Earlier this morning, I finished reading my first book of the year.
Non Fiction: Digital Minimalism by Cal Newport published in 2019.
Notables from the book:
“Digital Minimalism A philosophy of technology use in which you focus your online time on a small number of carefully selected and optimized activities that strongly support things you value, and then happily miss out on everything else.”
“Digital minimalists see new technologies as tools to be used to support things they deeply value—not as sources of value themselves. They don’t accept the idea that offering some small benefit is justification for allowing an attention-gobbling service into their lives, and are instead interested in applying new technology in highly selective and intentional ways that yield big wins. Just as important: they’re comfortable missing out on everything else.”
“We need solitude to thrive as human beings, and in recent years, without even realizing it, we’ve been systematically reducing this crucial ingredient from our lives. Simply put, humans are not wired to be constantly wired.”

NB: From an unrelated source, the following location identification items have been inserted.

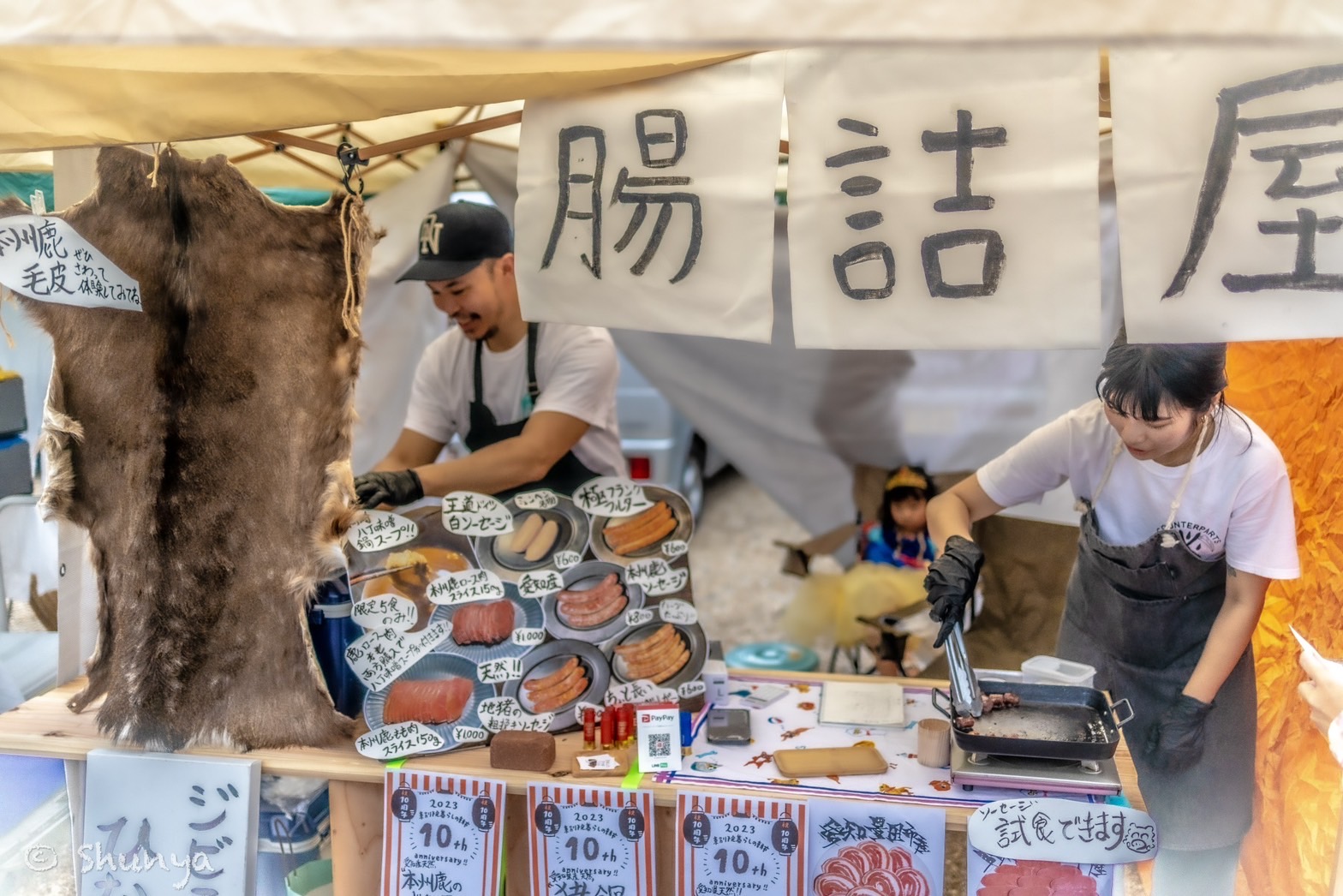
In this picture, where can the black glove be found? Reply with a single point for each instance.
(388, 487)
(951, 582)
(1175, 742)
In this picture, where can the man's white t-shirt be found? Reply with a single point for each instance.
(1239, 500)
(576, 370)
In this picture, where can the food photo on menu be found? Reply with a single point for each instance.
(546, 607)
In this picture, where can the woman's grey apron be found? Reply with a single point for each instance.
(1141, 614)
(569, 472)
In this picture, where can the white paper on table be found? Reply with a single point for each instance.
(1032, 116)
(711, 134)
(1167, 158)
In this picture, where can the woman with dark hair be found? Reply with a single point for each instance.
(1186, 515)
(898, 536)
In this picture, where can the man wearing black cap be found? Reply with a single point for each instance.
(534, 403)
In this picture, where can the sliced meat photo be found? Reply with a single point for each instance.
(593, 607)
(432, 702)
(487, 622)
(641, 531)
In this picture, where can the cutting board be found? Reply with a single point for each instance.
(830, 761)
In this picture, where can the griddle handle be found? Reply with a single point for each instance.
(1113, 712)
(939, 707)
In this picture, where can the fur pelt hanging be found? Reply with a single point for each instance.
(205, 446)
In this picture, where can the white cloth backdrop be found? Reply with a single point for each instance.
(794, 421)
(1166, 167)
(920, 148)
(666, 233)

“Solitude Deprivation: A state in which you spend close to zero time alone with your own thoughts and free from input from other minds.”
“All of humanity’s problems stem from man’s inability to sit quietly in a room alone,” Blaise Pascal famously wrote in the late seventeenth century.”
“Three crucial benefits provided by solitude: “new ideas; an understanding of the self; and closeness to others.”
“in many cases, these addictive properties of new technologies are not accidents, but instead carefully engineered design features.”
“It is never too late to give up our prejudices.”
“Conversation enriches the understanding, but solitude is the school of genius.” ~ Edward Gibbon
I read this book with a desire to understand more about the digital world. What it was doing to me, my children and the world around me. The book encourages me to think look at my online habits and remove the time-wasting ones.
The lesson I learned from this book: Use it instead of ‘IT’ using you.
In proportion as a person simplifies his life,
the laws of the universe will appear less complex,
and solitude will not be solitude. ~ Henry David Thoreau
The most 'important to me author' I discovered and read last year was James Clear. His newsletter is "Working to deliver the most wisdom per word of any newsletter on the web."
“Habits are safer than rules; you don’t have to watch them.
And you don’t have to keep them either.
They keep you.” ―Frank Hall Crane
You may find an excerpt from Chapter Three of his million-seller book, Atomic Habits and rewarding article to read. How To Start New Habits That Actually Stick.
I love this story as told by Kris Bowers and his grandfather Horace Bowers. Kris, a virtuoso jazz pianist and film composer. He and his grandfather share with us his family's lineage from Jim Crow Florida to Walt Disney Concert Hall.
I hope you enjoy A Concerto is a Conversation as much as I did.
These times are anxious times. I think of our dear friends, brothers, sisters, cousins in and from the US. Tears flowed this morning while I listened to Bridge Over Troubled Waters. Two versions for you. Which one is your favourite?
#1 Art Garfunkel
#2 John Legend
With love from Prince Edward Island,
Take care of each other and have a weekend of peace.
Bruce & Mille
ps. Your Morning Smile
Our neighbours gave us a pumpkin pie as a holiday gift. As lovely as the gesture was, it was clear from the first bite that the pie tasted bad. It was so inedible that we had to throw it away.
Ever gracious and diplomatic, my wife sent the neighbours a note. It read: "Thank you very much for the pumpkin pie. Something like that doesn't last very long in our house."